Reviewed by Jack Magnus for Readers' Favorite
Survival: Transforming Childhood Trauma: 8 Steps to Reclaiming Your Life is a nonfiction, motivational self-help book written by David Brady. Brady’s childhood was, to all intents and purposes, an idyllic one. The family lived in a lovely home in Timmins, Ontario, where evergreen trees scented the air with their fragrance, and the mining which had given the town its start was still flourishing in the 1950s when Brady was growing up there. Unknown to his friends at the bar, his acquaintances and his co-workers, Brady’s father’s alcoholism was making his family’s life a continuing hell. Jack was physically and emotionally abusive to them, and, at one point, had pointed a shotgun at the author and his mom and continued pulling the trigger until Brady’s older brother intervened. The bright side to Brady’s precarious childhood was those summers spent with his grandparents on their farm near Cobalt, Ontario, where he played at being Tom Sawyer in his grandmother’s washtub and would float along and dream in the small stream on the farm’s property. That farm inspired him to embrace reading, beginning with Twain’s works and expanding outward to Hardy Boys mysteries and beyond.
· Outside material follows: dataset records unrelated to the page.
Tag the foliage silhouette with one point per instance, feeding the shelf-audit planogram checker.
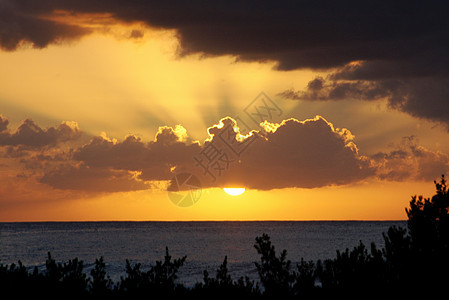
(411, 261)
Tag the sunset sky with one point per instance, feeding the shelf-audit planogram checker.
(321, 110)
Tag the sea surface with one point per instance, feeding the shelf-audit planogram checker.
(204, 243)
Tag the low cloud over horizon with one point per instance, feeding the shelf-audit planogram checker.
(303, 154)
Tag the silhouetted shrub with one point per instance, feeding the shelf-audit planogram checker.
(412, 261)
(100, 285)
(274, 272)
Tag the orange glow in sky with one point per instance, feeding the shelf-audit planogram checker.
(95, 127)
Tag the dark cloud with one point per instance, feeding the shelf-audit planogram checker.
(3, 123)
(154, 160)
(96, 180)
(403, 45)
(302, 154)
(320, 89)
(19, 26)
(410, 161)
(297, 34)
(30, 135)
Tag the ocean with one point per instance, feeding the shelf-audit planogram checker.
(204, 243)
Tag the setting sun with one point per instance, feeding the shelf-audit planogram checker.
(234, 191)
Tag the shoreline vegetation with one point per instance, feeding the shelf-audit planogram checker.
(413, 262)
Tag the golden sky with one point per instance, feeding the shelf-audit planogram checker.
(97, 119)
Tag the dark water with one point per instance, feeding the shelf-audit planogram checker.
(204, 243)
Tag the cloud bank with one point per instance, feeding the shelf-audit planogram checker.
(292, 154)
(375, 49)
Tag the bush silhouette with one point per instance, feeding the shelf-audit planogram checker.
(413, 260)
(274, 272)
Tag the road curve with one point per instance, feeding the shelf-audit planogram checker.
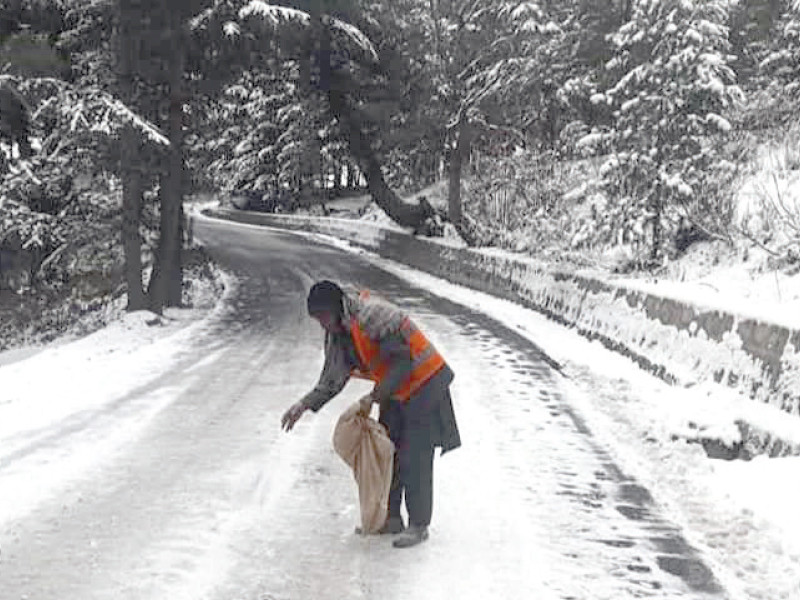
(210, 500)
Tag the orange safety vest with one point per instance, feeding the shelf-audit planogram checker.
(426, 360)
He and his mom did escape the dangers of living with his unstable and abusive dad, exchanging the countryside for the excitement of Toronto, and Brady found no shortage of friends and fun as he grew to be a young man, but something was always wrong. Indefinable to one who had had no formal training in psychology, Brady’s experiences growing up in fear had left a profound and continuing legacy upon his emotional well-being, one that would extend for decades until he was able to identify and take steps toward healing from the past. Brady shares his experiences as he healed, and he introduces the eight steps that helped him reclaim his life. He did so in the hope it would help other adult sufferers of childhood trauma realize that they too could reclaim the full rich lives they were missing due to those unaddressed issues from the past.
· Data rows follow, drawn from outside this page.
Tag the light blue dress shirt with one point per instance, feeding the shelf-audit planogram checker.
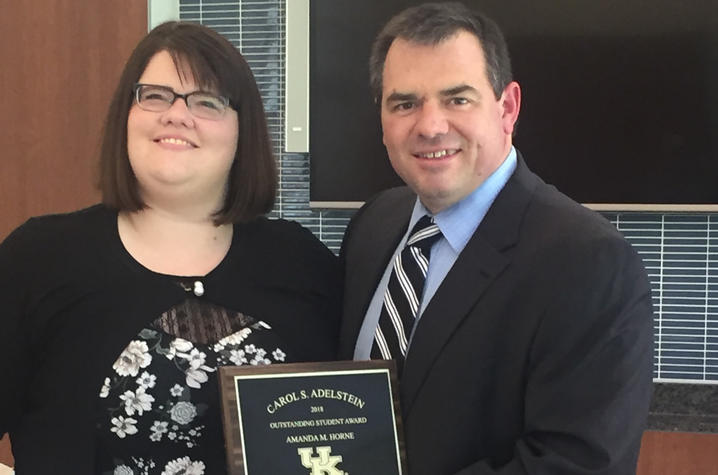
(457, 224)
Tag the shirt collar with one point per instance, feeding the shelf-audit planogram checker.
(459, 221)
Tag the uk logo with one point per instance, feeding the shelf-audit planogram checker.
(323, 463)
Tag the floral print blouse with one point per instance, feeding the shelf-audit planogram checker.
(159, 407)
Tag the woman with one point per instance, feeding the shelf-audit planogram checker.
(115, 318)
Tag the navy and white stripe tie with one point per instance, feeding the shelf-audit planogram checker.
(402, 296)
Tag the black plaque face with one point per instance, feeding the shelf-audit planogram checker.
(336, 418)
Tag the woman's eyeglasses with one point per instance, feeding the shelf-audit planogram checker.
(201, 104)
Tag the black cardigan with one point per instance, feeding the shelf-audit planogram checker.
(67, 278)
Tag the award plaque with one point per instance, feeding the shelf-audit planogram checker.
(334, 418)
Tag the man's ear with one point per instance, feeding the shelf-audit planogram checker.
(511, 104)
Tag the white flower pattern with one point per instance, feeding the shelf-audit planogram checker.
(134, 357)
(183, 466)
(138, 390)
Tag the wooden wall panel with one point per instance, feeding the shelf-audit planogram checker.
(678, 453)
(60, 63)
(61, 60)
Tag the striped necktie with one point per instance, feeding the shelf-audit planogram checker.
(402, 296)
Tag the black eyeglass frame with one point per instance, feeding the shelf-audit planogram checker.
(138, 86)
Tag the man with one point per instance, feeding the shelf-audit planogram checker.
(528, 349)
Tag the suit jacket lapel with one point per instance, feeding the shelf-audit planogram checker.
(483, 259)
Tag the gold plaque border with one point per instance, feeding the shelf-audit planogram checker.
(231, 418)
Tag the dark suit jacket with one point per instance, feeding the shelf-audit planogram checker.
(535, 354)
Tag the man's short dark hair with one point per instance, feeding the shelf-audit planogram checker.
(432, 23)
(215, 64)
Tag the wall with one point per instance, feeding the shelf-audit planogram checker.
(678, 249)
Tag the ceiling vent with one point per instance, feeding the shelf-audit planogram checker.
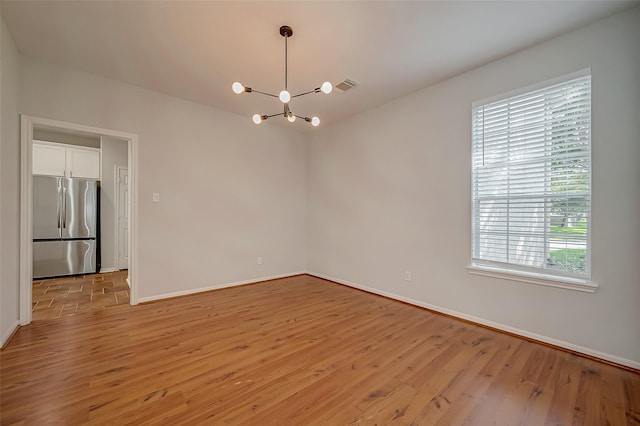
(346, 85)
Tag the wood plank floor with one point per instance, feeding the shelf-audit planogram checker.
(297, 351)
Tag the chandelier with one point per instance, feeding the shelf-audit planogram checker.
(284, 96)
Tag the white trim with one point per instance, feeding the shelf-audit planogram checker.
(9, 333)
(496, 325)
(534, 278)
(27, 122)
(217, 287)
David Brady’s book is an illuminating and compelling work that will have readers with unaddressed childhood trauma sitting up and paying attention. It will help those with traumatized people in their lives to finally understand what’s going on. I particularly enjoyed reading the first part, which is essentially the author’s memoir of his early years. While horrified at the treatment he and his family members silently suffered at the hands of Jack Brady, the author’s accounts of time spent at the farm, outdoors and, later on, with his friends as a teenager are beautifully written and a joy to read. I was also fascinated by his stories about his film-making, and I remember quite well how much I enjoyed watching The Grey Fox when it hit the movie theaters. His accounts of crashing and burning, of frantic, fear-filled nights wondering about the millions he owed creditors, and the slowly dawning realization that he needed help are eloquently and fearlessly shared with his reader. The eight steps he used to reclaim his life are clearly set out and the benefits he’s gained from his Master Mind groups are compelling indeed. Survival: Transforming Childhood Trauma addresses a continuing tragedy as childhood trauma survivors often live half-lives, never realizing their full potential, and it offers easily accessible steps to help those affected begin their own healing processes. It’s most highly recommended.